反复翻看这些文章,究竟如何用文字描述古尔德向外发散又向内控制的质感一直是无解,直到我隐约嗅到了某种“建筑癖”:比如他对于城市规划的侃侃而谈,他关于柱头样式的品头论足,他评论巴赫《哥德堡变奏曲》时挂在嘴边的“建筑结构”,他在意如同赋格的建筑节奏,等等。其中最富洞见的作品是以声音为媒介对空间意义进行探讨,尤其以60年代借“对位广播”催生出的一系列精彩广播纪实片为代表——《北方的概念》《新来的人》《寻找佩图拉·克拉克》《斯托科夫斯基》。古尔德认为这些“声音书写”能实现时空距离的丈量、穿越的旅行,带人们从高空俯瞰都市与荒野的格局,甚至是启迪城市规划在现代社会文化现象中应当承担的责任。老实说,非常接近于我们近些年流行的“航拍”视角。从听觉、视觉、通感继而拓展到空间,所制作的节目具有类纪录片或者类电影风格,而原本声音这门关乎时间的艺术被赋予空间的雕塑感。声响变得更自由也更私密,可以随意分解、合成、重叠、剪贴,重新界定空间。尚未有人深究古尔德与建筑之间的渊源,显然,他对精准结构的看重,对合理与秩序的要求,对诗意化视觉效果的追求,与建筑手法极其吻合。最有意味的一段话来自他对巴赫的评价,他说:“巴赫是第一位也是最后一位声音的建筑师、构造者,毫无疑问,他是那些逝去的声音建筑师中最伟大的一位,对于我们来说,这使得他具有极其宝贵的价值。”这句话似乎解答了某个疑惑,但每个人都可以有自己的见解。

CODA

与古尔德同时代的美国作曲家拉·蒙蒂·扬(La Monte Young)如此回忆自己童年时最早的声音体验:

那是一年的冬天,在爱达荷州的熊湖山谷(Bear Lake Valley in Idaho)自家的小木屋里,寒风掠过水面,包围了整间屋子,在角落和阁楼里回荡。这幢木屋在阿尔法法(Al-falfa)的旷野中茕茕孑立,就像一具由贝壳包裹的身体,独自面对着外界种种事物。

扬对于木屋的声音体验还伴随着另外一些声音:

附近不远处的电站里,电话线杆上的变压器嗡嗡地响个不停。我问我的母亲:“风是什么?”我非常好奇……于是她开始解释风是什么。然而,在她说话的同时,我还听见这些电线杆发出哼哼的声音,持续而稳定。这种声音就是我所有工作最初的源头。
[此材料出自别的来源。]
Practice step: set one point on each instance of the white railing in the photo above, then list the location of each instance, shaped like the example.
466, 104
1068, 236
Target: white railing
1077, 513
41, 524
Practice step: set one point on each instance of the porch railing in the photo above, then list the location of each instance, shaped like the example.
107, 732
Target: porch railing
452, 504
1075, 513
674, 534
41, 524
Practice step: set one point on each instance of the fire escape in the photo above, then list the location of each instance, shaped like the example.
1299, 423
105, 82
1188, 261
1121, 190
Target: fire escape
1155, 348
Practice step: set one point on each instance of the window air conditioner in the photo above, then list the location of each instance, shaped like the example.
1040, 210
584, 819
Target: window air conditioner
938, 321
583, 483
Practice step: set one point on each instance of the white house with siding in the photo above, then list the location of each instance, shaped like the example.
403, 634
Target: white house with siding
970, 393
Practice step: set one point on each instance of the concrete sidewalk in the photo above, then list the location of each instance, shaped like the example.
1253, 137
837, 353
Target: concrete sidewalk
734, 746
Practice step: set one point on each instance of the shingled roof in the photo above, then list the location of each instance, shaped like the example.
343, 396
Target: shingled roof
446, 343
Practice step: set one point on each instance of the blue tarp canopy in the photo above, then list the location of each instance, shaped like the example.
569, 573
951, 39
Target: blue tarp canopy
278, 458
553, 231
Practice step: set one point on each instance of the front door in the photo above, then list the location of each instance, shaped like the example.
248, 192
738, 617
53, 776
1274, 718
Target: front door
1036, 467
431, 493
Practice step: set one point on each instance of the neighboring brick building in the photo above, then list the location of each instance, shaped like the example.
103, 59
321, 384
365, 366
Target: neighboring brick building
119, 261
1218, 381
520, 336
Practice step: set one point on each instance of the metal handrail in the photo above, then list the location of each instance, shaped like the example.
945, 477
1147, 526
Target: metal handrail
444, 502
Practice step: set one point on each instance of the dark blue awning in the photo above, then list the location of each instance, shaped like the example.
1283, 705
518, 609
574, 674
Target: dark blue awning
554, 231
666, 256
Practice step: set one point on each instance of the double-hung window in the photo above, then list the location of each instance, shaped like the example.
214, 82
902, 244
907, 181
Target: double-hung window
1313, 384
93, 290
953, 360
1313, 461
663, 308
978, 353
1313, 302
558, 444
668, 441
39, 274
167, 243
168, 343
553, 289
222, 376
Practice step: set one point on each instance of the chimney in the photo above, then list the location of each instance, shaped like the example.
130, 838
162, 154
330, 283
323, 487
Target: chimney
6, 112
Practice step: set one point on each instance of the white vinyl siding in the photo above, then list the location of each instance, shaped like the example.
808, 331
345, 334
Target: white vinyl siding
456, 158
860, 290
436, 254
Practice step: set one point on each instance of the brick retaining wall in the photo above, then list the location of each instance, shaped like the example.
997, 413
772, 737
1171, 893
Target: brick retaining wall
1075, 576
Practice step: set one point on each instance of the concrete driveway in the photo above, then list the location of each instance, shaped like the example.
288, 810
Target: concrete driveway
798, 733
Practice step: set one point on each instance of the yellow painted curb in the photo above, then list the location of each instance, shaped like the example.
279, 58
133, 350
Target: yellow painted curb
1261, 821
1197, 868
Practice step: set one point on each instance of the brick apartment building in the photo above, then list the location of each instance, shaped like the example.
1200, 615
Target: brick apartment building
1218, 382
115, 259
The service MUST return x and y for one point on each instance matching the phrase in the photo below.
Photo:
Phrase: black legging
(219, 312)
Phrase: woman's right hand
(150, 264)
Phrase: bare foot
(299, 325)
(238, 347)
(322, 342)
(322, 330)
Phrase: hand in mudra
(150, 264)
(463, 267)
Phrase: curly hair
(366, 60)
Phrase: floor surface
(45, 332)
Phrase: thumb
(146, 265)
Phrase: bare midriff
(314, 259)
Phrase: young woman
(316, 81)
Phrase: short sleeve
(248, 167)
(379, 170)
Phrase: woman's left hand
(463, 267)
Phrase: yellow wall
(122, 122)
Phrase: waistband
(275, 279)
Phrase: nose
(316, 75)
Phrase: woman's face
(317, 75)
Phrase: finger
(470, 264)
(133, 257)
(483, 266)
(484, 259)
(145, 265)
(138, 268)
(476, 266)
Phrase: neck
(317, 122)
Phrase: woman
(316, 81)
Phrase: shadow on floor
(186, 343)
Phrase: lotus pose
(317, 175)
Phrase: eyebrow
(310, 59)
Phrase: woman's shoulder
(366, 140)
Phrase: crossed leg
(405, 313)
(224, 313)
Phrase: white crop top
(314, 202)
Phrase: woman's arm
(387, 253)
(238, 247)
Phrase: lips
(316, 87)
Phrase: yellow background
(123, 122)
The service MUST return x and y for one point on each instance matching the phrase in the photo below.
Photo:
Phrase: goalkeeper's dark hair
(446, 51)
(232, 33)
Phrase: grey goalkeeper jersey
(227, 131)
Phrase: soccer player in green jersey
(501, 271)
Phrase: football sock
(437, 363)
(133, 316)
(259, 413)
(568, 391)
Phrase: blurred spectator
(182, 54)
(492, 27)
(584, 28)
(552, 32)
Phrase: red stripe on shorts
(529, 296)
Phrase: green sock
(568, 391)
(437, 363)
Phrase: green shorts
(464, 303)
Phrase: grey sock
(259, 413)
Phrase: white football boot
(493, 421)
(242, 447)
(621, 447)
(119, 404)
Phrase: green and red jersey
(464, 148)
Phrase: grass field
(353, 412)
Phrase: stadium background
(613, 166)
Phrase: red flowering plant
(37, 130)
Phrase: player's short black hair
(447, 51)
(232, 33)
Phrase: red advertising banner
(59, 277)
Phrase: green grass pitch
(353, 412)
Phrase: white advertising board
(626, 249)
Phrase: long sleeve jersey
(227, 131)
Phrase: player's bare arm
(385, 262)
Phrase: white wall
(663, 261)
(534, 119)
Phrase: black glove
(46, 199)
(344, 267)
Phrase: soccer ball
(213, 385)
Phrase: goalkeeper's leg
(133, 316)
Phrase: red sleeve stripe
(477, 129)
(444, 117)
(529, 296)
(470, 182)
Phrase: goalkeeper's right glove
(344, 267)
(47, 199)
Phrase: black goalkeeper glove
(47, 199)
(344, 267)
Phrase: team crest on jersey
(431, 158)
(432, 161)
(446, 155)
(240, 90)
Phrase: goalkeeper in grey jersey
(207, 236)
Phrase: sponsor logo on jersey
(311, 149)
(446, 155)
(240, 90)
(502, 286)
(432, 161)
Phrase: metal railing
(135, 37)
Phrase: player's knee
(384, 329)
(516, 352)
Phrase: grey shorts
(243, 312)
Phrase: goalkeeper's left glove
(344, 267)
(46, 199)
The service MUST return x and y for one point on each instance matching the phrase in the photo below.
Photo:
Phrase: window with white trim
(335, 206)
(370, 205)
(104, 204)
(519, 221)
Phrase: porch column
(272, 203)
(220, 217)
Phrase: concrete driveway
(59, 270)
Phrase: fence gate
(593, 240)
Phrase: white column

这段文字十分“古尔德”,混杂着动物、自然与建筑空间的剪影,却又似乎并没有说出什么。或许,想要简略地描述一个人本就是极为牵强、极为危险的事,更何况是他的内心,它们总是消散于无形,不断回到源头,书页上的文字最终只是一段旅程灵光蒸发后留下的痕迹。“用眼睛去听声音是杰出的才智”,这是古尔德忠爱的一句话,文字背后的盛景留待诸位继续探寻。

《乐之边园:格伦·古尔德文集》,[加]格伦·古尔德著,[美]提姆·佩吉编,庄加逊译,曹利群校,我思Cogito|广西师范大学出版社2022年9月。